Articles by Alan Ayckbourn
This article was written by Alan Ayckbourn for the introduction to Alan Ayckbourn: Plays 3 in 2005Preface to Alan Ayckbourn: Plays 3 (extract)
Haunting Julia, was originally intended to open the smaller end-stage auditorium in our Scarborough company's soon-to-be-converted home, the former Odeon cinema in the town centre. As it happened, builders being builders and deadlines being deadlines, the Stephen Joseph Theatre with both its auditoria completed opened later rather than sooner, taking a further two years to finish. Rather than put the play to one side, I presented it instead in our then-current in-the-round auditorium in the former Westwood School.It was my attempt at a ghost story. I had long felt that, along with making audiences laugh, it must be enormously satisfying to make them jump in their seats and occasionally even scream. A few years earlier, I had been inspired and encouraged at seeing in that same theatre the first production of Stephen Mallatratt's adaptation of Susan Hill's The Woman in Black. My associate director Robin Herford's production created near hysterical reactions.

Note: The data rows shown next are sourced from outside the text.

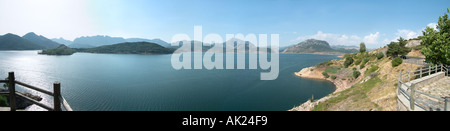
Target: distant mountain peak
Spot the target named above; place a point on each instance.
(313, 46)
(41, 40)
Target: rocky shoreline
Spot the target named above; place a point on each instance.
(22, 103)
(316, 73)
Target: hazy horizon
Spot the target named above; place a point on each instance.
(339, 22)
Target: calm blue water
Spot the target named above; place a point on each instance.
(148, 82)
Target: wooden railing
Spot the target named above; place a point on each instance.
(58, 100)
(411, 90)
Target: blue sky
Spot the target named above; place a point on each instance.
(343, 22)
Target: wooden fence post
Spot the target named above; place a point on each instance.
(411, 97)
(56, 96)
(12, 91)
(447, 104)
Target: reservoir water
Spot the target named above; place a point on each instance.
(128, 82)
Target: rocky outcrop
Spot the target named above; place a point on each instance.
(22, 103)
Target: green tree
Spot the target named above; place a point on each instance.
(356, 74)
(348, 61)
(362, 47)
(380, 55)
(397, 61)
(398, 48)
(437, 42)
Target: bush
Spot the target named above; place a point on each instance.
(348, 61)
(362, 66)
(325, 74)
(333, 77)
(356, 74)
(373, 68)
(380, 55)
(3, 101)
(357, 62)
(397, 61)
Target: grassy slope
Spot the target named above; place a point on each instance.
(377, 93)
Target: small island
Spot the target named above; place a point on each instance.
(130, 48)
(61, 50)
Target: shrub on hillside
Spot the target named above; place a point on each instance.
(348, 61)
(325, 74)
(356, 74)
(397, 61)
(333, 77)
(380, 55)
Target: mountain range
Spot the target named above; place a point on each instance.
(30, 41)
(129, 48)
(313, 46)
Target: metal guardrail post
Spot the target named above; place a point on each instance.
(12, 91)
(56, 96)
(447, 104)
(411, 97)
(409, 76)
(420, 72)
(399, 84)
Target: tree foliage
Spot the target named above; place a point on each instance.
(437, 42)
(380, 55)
(362, 47)
(397, 61)
(348, 61)
(356, 74)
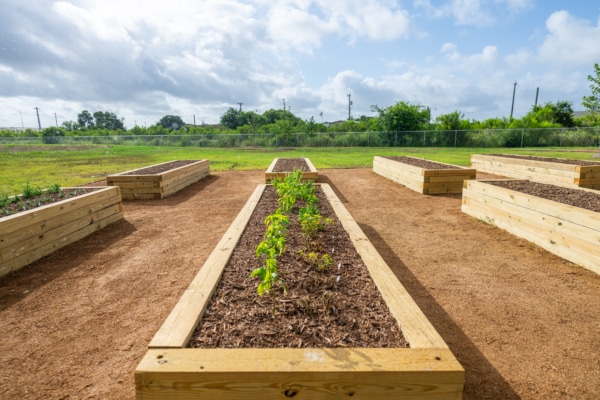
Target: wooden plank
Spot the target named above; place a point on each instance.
(565, 212)
(40, 252)
(419, 180)
(37, 228)
(179, 325)
(569, 232)
(572, 251)
(39, 215)
(300, 373)
(417, 330)
(32, 242)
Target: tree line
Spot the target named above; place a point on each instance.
(400, 117)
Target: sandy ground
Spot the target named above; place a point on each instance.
(523, 322)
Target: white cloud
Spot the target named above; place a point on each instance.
(570, 41)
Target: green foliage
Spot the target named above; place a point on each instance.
(592, 102)
(171, 122)
(402, 116)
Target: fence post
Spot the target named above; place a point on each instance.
(522, 134)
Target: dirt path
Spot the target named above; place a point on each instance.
(523, 323)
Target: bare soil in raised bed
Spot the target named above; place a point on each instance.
(421, 163)
(547, 159)
(290, 164)
(523, 323)
(160, 168)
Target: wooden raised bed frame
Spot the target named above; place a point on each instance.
(311, 174)
(555, 173)
(421, 180)
(426, 370)
(570, 232)
(157, 186)
(30, 235)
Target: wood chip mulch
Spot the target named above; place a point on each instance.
(340, 307)
(290, 164)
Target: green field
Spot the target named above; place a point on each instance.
(44, 165)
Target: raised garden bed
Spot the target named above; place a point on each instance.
(423, 176)
(556, 171)
(160, 180)
(566, 222)
(170, 368)
(30, 235)
(280, 167)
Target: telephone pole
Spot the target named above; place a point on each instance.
(513, 104)
(37, 111)
(349, 106)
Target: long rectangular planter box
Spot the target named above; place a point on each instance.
(421, 180)
(311, 174)
(572, 233)
(157, 186)
(556, 173)
(30, 235)
(426, 370)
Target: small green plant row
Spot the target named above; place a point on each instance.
(31, 197)
(289, 190)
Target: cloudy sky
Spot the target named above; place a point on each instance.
(143, 59)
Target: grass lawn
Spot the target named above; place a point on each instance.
(44, 165)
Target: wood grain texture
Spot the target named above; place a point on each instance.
(28, 236)
(158, 186)
(421, 180)
(556, 173)
(569, 232)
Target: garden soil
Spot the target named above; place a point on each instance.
(523, 322)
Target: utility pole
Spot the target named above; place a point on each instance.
(513, 104)
(349, 106)
(37, 111)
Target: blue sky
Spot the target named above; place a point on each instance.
(144, 59)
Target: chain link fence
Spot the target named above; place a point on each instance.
(561, 137)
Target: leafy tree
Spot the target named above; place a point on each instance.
(171, 122)
(402, 116)
(107, 120)
(85, 119)
(231, 118)
(592, 102)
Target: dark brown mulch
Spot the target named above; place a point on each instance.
(340, 307)
(157, 169)
(290, 164)
(548, 159)
(573, 197)
(419, 162)
(22, 204)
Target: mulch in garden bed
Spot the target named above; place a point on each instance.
(573, 197)
(547, 159)
(290, 164)
(421, 163)
(340, 307)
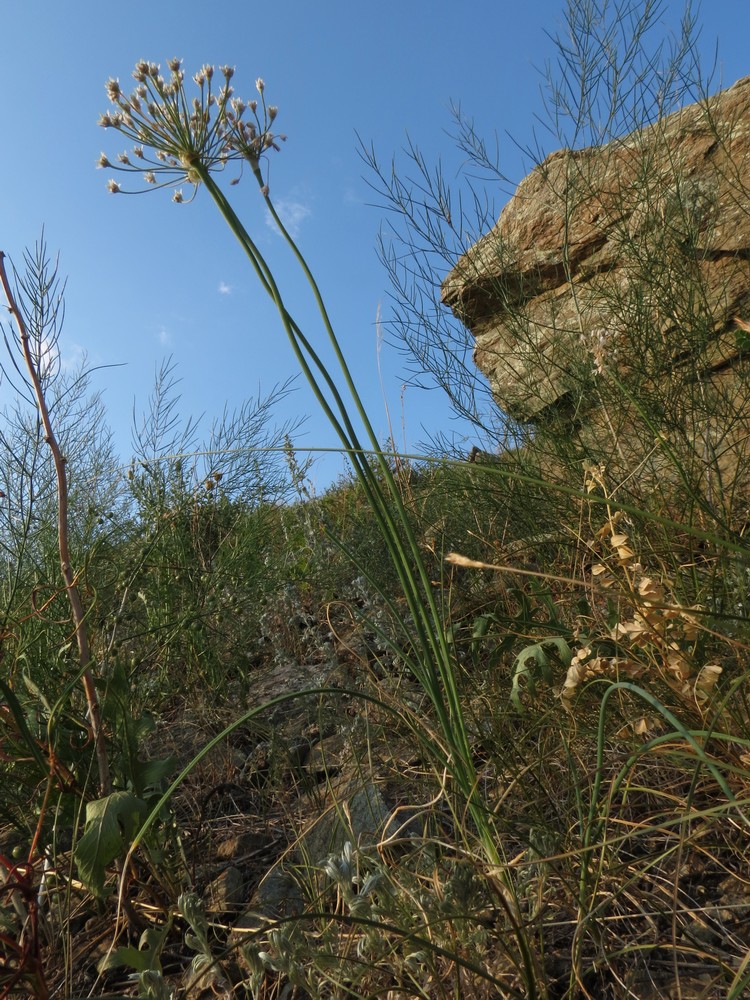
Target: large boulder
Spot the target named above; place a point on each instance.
(614, 255)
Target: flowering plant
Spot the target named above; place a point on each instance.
(177, 139)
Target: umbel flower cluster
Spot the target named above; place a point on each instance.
(177, 138)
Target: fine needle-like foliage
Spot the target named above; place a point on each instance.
(36, 311)
(187, 140)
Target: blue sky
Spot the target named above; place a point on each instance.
(148, 279)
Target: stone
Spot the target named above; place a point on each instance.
(593, 237)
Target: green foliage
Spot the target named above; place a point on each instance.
(111, 824)
(537, 663)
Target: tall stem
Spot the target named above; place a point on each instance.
(71, 588)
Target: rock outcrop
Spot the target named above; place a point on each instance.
(633, 253)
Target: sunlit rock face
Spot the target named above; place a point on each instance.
(631, 258)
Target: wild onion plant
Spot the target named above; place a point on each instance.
(182, 140)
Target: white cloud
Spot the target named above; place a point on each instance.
(292, 213)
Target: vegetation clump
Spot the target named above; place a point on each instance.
(470, 728)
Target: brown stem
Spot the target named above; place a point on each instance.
(79, 619)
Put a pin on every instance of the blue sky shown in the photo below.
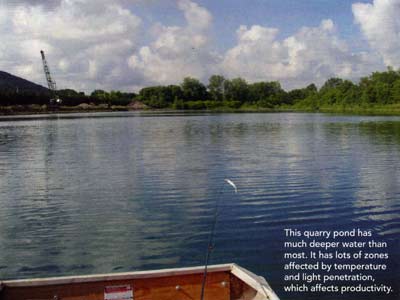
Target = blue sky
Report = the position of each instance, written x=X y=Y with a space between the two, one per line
x=286 y=15
x=129 y=44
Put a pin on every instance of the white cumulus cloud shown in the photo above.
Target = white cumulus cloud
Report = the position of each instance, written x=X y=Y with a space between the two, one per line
x=380 y=23
x=313 y=54
x=178 y=51
x=87 y=42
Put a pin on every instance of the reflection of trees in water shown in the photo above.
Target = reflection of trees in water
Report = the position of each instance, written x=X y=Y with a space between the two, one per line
x=371 y=159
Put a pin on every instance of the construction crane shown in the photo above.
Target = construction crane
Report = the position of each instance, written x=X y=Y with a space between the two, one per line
x=50 y=82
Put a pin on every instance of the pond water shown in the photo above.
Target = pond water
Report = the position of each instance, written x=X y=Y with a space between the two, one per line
x=113 y=192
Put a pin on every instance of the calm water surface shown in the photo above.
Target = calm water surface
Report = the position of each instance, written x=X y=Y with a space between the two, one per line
x=83 y=194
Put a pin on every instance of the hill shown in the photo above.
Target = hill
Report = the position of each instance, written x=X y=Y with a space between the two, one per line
x=9 y=82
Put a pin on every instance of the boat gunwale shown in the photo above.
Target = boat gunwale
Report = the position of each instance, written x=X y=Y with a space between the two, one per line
x=114 y=276
x=258 y=283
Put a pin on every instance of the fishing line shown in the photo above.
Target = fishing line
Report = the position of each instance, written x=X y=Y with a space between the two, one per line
x=211 y=245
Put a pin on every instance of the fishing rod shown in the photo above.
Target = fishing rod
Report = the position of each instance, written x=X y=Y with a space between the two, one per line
x=210 y=246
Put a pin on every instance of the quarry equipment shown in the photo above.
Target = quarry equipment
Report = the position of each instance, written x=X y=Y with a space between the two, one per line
x=55 y=100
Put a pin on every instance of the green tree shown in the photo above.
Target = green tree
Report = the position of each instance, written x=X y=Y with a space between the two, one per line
x=193 y=89
x=237 y=90
x=216 y=87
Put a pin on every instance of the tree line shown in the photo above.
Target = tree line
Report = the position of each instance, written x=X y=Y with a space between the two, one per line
x=379 y=88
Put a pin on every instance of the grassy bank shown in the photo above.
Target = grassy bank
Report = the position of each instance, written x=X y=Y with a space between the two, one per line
x=383 y=110
x=44 y=109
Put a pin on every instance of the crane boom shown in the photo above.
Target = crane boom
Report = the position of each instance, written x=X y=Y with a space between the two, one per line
x=50 y=82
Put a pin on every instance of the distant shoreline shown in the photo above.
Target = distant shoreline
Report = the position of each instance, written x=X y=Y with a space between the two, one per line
x=385 y=110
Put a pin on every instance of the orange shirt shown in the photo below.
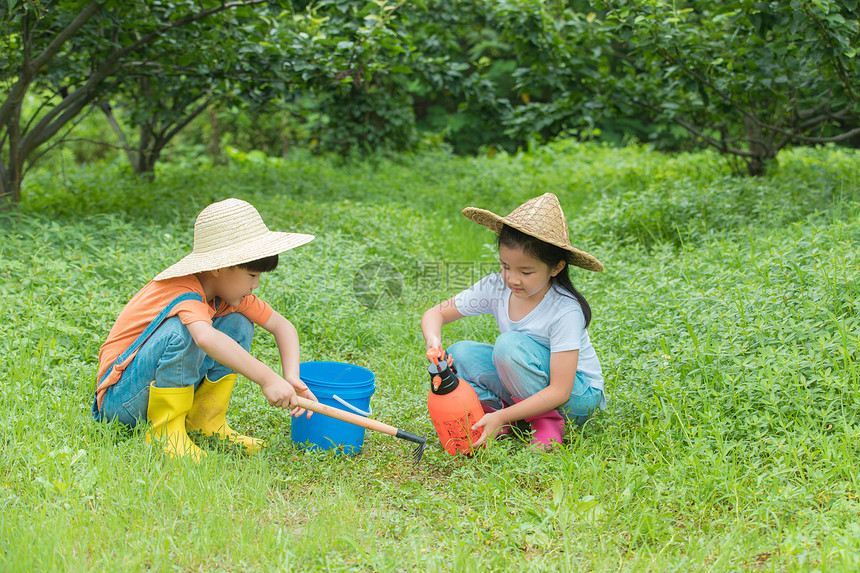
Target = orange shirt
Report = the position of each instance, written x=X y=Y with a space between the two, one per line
x=142 y=309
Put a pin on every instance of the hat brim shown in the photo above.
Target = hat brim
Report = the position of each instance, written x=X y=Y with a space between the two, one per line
x=266 y=245
x=495 y=223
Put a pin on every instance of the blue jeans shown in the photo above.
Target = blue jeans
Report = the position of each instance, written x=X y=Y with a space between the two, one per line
x=517 y=367
x=171 y=359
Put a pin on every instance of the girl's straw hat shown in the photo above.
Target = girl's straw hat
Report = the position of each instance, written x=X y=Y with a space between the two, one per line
x=541 y=218
x=229 y=233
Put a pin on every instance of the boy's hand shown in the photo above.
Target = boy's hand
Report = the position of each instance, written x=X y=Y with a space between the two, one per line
x=280 y=394
x=303 y=391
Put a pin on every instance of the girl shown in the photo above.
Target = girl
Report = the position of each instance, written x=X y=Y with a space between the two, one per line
x=542 y=367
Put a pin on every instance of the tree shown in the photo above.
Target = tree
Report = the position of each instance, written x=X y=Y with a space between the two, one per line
x=222 y=61
x=747 y=78
x=69 y=55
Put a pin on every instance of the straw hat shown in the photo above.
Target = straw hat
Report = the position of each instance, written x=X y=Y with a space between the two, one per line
x=541 y=218
x=229 y=233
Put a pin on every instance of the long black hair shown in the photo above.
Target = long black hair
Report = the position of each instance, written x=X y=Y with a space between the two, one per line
x=549 y=255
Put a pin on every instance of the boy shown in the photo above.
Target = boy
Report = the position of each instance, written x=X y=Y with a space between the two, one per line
x=174 y=351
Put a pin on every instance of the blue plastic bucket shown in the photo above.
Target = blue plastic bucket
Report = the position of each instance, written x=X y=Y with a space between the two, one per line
x=330 y=381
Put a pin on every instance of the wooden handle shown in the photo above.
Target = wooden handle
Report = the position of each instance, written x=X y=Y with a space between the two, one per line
x=345 y=416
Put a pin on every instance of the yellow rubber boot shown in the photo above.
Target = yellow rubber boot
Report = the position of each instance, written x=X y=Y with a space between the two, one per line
x=208 y=414
x=168 y=408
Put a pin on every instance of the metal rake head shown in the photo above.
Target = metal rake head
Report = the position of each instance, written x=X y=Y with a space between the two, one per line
x=419 y=449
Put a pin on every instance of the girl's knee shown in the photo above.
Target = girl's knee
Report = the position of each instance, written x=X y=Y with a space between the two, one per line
x=514 y=348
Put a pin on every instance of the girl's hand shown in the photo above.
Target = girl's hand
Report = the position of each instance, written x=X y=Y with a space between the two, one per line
x=434 y=347
x=435 y=353
x=491 y=423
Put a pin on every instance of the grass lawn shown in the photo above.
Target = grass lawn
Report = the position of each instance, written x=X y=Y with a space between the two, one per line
x=727 y=324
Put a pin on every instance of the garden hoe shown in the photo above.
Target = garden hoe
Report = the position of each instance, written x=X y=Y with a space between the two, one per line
x=367 y=423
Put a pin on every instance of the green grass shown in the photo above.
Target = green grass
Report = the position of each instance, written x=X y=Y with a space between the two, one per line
x=726 y=322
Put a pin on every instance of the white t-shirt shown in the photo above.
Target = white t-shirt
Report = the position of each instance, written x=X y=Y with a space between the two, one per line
x=556 y=322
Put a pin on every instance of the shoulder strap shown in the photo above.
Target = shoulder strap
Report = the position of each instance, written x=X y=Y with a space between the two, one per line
x=156 y=322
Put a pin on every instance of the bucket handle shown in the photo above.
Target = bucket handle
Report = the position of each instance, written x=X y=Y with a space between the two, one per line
x=351 y=407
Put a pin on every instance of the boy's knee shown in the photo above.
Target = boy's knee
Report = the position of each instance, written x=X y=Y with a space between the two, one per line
x=236 y=326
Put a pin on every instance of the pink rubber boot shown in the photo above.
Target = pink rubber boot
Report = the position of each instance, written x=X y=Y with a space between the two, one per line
x=547 y=429
x=506 y=429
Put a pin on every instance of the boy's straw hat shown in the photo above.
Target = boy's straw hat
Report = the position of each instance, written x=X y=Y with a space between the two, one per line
x=229 y=233
x=541 y=218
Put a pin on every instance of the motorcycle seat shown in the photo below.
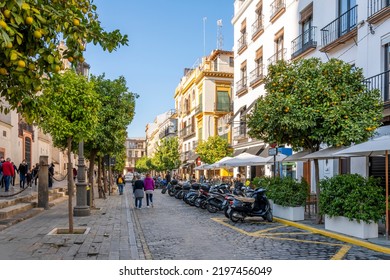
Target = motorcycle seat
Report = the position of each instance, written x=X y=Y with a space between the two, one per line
x=246 y=199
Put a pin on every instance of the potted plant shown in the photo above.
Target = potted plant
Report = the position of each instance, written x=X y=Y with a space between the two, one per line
x=352 y=204
x=288 y=197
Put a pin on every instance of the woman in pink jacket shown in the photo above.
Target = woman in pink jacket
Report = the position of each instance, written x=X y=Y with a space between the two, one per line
x=149 y=188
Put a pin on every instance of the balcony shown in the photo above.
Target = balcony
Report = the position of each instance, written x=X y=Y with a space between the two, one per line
x=257 y=75
x=241 y=43
x=187 y=132
x=240 y=133
x=241 y=86
x=382 y=83
x=378 y=10
x=340 y=30
x=24 y=127
x=279 y=55
x=257 y=28
x=278 y=7
x=304 y=43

One could hear the screams from the road. It was, of course, less to do with special effects or technical wizardry than with good acting and, above all, fine tense storytelling. A ghost story is, after all, greatly akin to farce. Both require the onlooker to suspend their-belief; to begin to believe first the unlikely and ultimately the incredible.
Haunting Julia, therefore, began as a simple exercise in thrills and shocks. Could I make an audience jump? Would I be able to take them on my own journey of suspenseful disbelief? I confess I started planning the play with full confidence that I could achieve this. But then it's always easier to be certain of yourself before you start writing anything down.
As usually happens, as I started my early plotting, other elements of my rudimentary plot started to intrigue me. I had settled on Joe as my principle character; a man obsessed by the tragic, mysterious death of his brilliant young daughter. I refer to him as my principal character but Joe, it soon became clear, was not to be the central one. That undoubtedly, was going to be Julia herself. Never seen and only heard, using words spoken by an uncredited actor, ones she probably never spoke in life, nonetheless from the very start her spirit hovered over everything, literally haunting the lives of the three onstage male characters.
It's a play about coming to terms with sudden loss. Of the difficulty of truly understanding human genius. Of living with an abnormal talent. Of the effect that a suicide must have on those left behind. Of the guilt and the anger and the sorrow it can create in its wake. And, yes, it's still a ghost story. And I must confess to a great thrill when, on the opening night, as the ghostly Julia hammered suddenly and violently on the door, the whole audience did rise several inches off their seats in shock. And, yes, someone actually screamed.